Eis um "comic-book" cheio de misantropia e depressão tão típica do norte da Europa. Procurando fotografias de Palsa e de Mäkimurto fico com a impressão que ambos têm ares psicóticos em que só espero que o destino do último não seja tão dramático como o do primeiro.
Lauri parece um eco de Kalervo que percorreu 30 anos até chegar até nós. Nesta BD não estamos em 2013 mas em 1983, tudo é bastante horrível e atrofiante, não há pontos de referência, só deserto humano e natural, morte e violência, sexo e bebedeiras sem sentido... O grafismo, estilo e tiques de Palsa (a corda para enforcamento, por exemplo) estão tão presentes que um leigo poderia ser enganado - e porque não? Que se saiba o Kiasma ainda não mostrou os tesouros em BD deste artista, quem garante que Lauri exista e não são BDs dos arquivos instituições a escorerrem cá pra fora com nome de outro tipo para não haver problemas com esta instituição de arte contemporânea? Como são poucos os finlandeses, é díficil de acreditar nesta tese, alguém saberia da verdade e iria-se bufar. É pena...
Seguimos para Itália - mais uma vez prá Canicola, claro, onde esta casa editorial faz alguns dos livros de BD mais bonitos da actualidade. Seja pelo design simples mas muito quente (dando juz ao nome da editora) seja pelo conteúdo. Dormire nel fango (2012) de Edo Chieregato (a) e Michelangelo Setola (d) reúne várias BDs publicadas anteriormente na revista Canicola... O aspecto anacrónico do desenho e das próprias narrativas tanto nos colocam num mundo que envoca uma nostalgia dos anos 70 ou 80 (a infância mágica e a juventude heróica submersa em referências Pop) como num mundo pós-apocalíptico, causando sempre uma sensação que estamos tão perdidos como as personagens destas BDs. Graficamente, estamos perante um desenho a grafite a lembrar a finlandesa Amanda Vähämäki - e isto nem sequer é uma especulação de quem quer sempre unir nomes de autores a outros porque ambos tem realmente semelhanças de estilo que até partilharam publicamante, lado a lado no livro-catálogo Souvlaki Circus (Buenaventura Press; 2008). Há livros urgentes de serem descobertos, este é daqueles...

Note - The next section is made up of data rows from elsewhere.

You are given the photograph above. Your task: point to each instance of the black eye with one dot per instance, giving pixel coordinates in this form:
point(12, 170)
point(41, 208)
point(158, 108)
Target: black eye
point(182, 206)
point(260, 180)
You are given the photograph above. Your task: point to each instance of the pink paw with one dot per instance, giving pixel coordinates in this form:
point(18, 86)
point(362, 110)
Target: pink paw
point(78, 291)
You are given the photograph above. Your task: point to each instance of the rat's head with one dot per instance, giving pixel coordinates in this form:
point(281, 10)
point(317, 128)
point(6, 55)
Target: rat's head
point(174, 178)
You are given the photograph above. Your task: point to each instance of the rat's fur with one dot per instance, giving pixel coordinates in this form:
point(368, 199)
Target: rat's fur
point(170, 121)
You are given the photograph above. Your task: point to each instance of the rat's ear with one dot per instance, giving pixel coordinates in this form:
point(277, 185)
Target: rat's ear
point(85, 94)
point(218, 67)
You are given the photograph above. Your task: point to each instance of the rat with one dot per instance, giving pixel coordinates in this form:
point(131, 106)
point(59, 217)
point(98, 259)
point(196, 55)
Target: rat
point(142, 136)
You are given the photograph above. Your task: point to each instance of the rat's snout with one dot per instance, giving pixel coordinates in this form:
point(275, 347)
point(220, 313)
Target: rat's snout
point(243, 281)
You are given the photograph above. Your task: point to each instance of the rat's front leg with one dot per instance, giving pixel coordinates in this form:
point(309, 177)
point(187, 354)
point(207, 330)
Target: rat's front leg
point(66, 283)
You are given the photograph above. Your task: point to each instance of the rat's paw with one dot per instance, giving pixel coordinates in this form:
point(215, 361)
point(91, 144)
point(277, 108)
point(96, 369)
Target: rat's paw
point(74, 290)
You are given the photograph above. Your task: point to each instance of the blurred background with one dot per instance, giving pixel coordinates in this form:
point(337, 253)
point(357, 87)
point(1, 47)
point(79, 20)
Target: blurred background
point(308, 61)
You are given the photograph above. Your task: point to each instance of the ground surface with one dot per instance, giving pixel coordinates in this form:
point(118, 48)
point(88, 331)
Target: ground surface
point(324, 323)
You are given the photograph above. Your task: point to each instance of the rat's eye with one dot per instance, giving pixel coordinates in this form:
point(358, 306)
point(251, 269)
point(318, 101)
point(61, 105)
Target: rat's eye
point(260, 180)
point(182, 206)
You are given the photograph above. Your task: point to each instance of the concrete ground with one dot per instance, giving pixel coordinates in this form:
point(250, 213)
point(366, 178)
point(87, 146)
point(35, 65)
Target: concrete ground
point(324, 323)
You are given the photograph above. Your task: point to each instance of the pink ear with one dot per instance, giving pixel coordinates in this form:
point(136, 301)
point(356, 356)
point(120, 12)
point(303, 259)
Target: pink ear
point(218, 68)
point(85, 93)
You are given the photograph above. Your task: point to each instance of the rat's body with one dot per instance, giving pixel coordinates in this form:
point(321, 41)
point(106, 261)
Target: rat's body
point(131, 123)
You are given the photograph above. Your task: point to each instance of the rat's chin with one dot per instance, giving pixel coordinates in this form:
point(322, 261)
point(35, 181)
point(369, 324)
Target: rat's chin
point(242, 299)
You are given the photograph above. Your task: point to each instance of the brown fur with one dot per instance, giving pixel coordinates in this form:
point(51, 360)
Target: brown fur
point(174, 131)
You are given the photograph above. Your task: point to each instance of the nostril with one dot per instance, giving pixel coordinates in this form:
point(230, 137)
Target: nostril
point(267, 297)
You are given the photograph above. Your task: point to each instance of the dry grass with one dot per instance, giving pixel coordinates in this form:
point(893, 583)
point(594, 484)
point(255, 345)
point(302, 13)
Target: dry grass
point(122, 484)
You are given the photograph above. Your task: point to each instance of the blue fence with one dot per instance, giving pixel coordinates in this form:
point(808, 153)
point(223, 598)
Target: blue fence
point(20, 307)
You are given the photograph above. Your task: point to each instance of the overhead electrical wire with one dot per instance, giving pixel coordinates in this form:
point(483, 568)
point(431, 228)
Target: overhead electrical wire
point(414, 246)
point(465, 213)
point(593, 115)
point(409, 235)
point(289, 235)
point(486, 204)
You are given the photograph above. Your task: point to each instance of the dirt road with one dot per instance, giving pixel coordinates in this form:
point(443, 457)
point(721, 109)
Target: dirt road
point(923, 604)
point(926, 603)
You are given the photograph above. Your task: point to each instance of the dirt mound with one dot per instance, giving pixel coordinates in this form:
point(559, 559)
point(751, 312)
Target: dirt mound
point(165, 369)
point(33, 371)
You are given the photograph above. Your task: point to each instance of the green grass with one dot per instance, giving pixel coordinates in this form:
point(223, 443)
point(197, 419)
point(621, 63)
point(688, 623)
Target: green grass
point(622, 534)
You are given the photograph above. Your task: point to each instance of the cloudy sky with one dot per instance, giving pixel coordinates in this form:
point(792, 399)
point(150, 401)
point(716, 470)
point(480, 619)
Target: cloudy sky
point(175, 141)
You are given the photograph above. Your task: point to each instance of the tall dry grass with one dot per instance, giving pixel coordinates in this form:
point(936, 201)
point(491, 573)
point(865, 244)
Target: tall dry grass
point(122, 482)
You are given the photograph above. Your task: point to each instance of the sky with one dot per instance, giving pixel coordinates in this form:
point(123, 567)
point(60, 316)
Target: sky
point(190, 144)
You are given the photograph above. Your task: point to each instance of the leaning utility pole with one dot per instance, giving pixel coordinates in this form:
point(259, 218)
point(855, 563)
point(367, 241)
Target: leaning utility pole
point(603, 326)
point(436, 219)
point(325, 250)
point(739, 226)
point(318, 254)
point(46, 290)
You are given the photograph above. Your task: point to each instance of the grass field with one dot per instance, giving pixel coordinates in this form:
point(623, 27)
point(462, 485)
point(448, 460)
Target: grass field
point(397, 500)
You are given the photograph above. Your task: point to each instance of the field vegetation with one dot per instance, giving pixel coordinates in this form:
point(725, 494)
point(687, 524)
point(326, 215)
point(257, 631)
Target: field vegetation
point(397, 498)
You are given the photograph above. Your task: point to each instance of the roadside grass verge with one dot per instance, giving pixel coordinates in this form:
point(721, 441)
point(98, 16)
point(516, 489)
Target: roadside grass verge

Por fim, mais um A3 da Canicola: Lontano (2013) de Gabriella Giandalli, autora com um trabalho reconhecido há umas boas duas décadas e que assina este magnífico e derradeiro manifesto da depressão. Lembra-me o álbum, não sei bem porquê, o disco Rembrandt Pussyhorse dos Butthole Surfers sem a histeria dos texanos, muito pelo contrário, tal é reconhecida a elegância desta artista.
Ainda assim há aqui uma melancolia de proporções cósmicas a beijar a Teoria do Caos que lembra-me esse disco. Cada pedacinho das coisas mais desinteressantes ou aparentemente importantes são coladas no transe desta má viagem chamada vida.
Algures no quarto do teenager deprimido vê-se um cartaz dos Pink Floyd - relativo ao Dark Side of The Moon - e por isso que associo esta BD a um psicadelismo existencial que o rigor gráfico, de tons cinzentos, não se deixa levar com os esquemas freaks habituais neste tipo de texto. Um colosso!